Rudolf Ewald Stier (17 March 1800 – 16 December 1862), was a German Protestant theologian, pastor and mystic.

==Life==
Stier was born at Fraustadt (Wschowa) in South Prussia and studied at the University of Halle and Humboldt University, Berlin, first law and afterwards theology; he continued his theological studies later at the pastoral seminary of Wittenberg. In 1824 he was made professor at the Missionary Institute in Basel. Afterwards he held pastorates at Frankleben near Merseburg (1829) and at Wichlinghausen (now part of Wuppertal) (1838).

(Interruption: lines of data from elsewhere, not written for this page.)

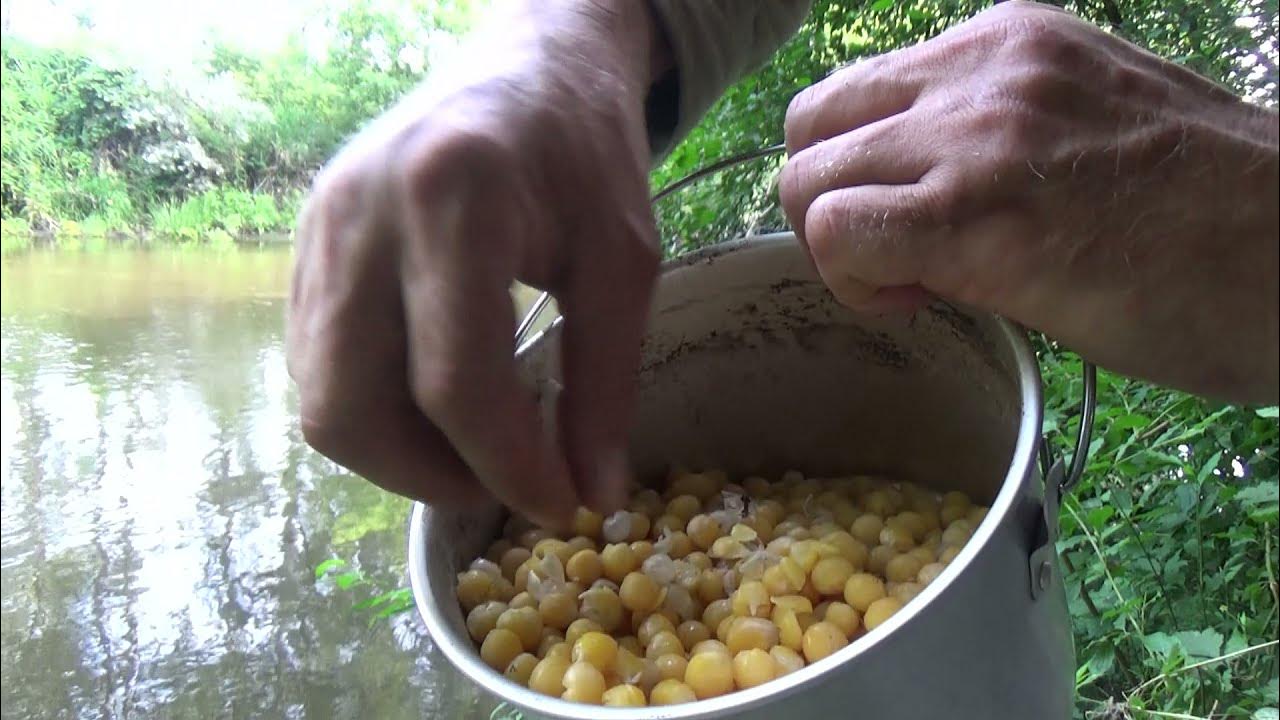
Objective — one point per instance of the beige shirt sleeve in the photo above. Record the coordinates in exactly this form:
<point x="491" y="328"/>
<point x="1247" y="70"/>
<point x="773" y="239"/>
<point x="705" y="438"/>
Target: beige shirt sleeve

In 1850 he was appointed superintendent at Schkeuditz, and in 1859 at Eisleben.

He died at Eisleben.

==Works==
Stier published a new edition of Martin Luther's Catechism and a translation of the Bible based on that of Luther; but he is noted chiefly for his thoughtful, devotional and mystical commentary on the Words of the Lord (Reden des Herrn, 3 vols., 1843; Eng. trans., 8 vols., 1855–1858).

He wrote commentaries on the Psalms, Second Isaiah, Proverbs, Ephesians, Hebrews, Epistles of James and Jude. His other works include: Die Reden der Apostel (2 vols, 1824–1830; Eng. trans., 1869) and Die Reden der Engel in den heiligen Schrift (1862). Cf. J. P. Lacroix, The Life of R. Stier (New York, 1874).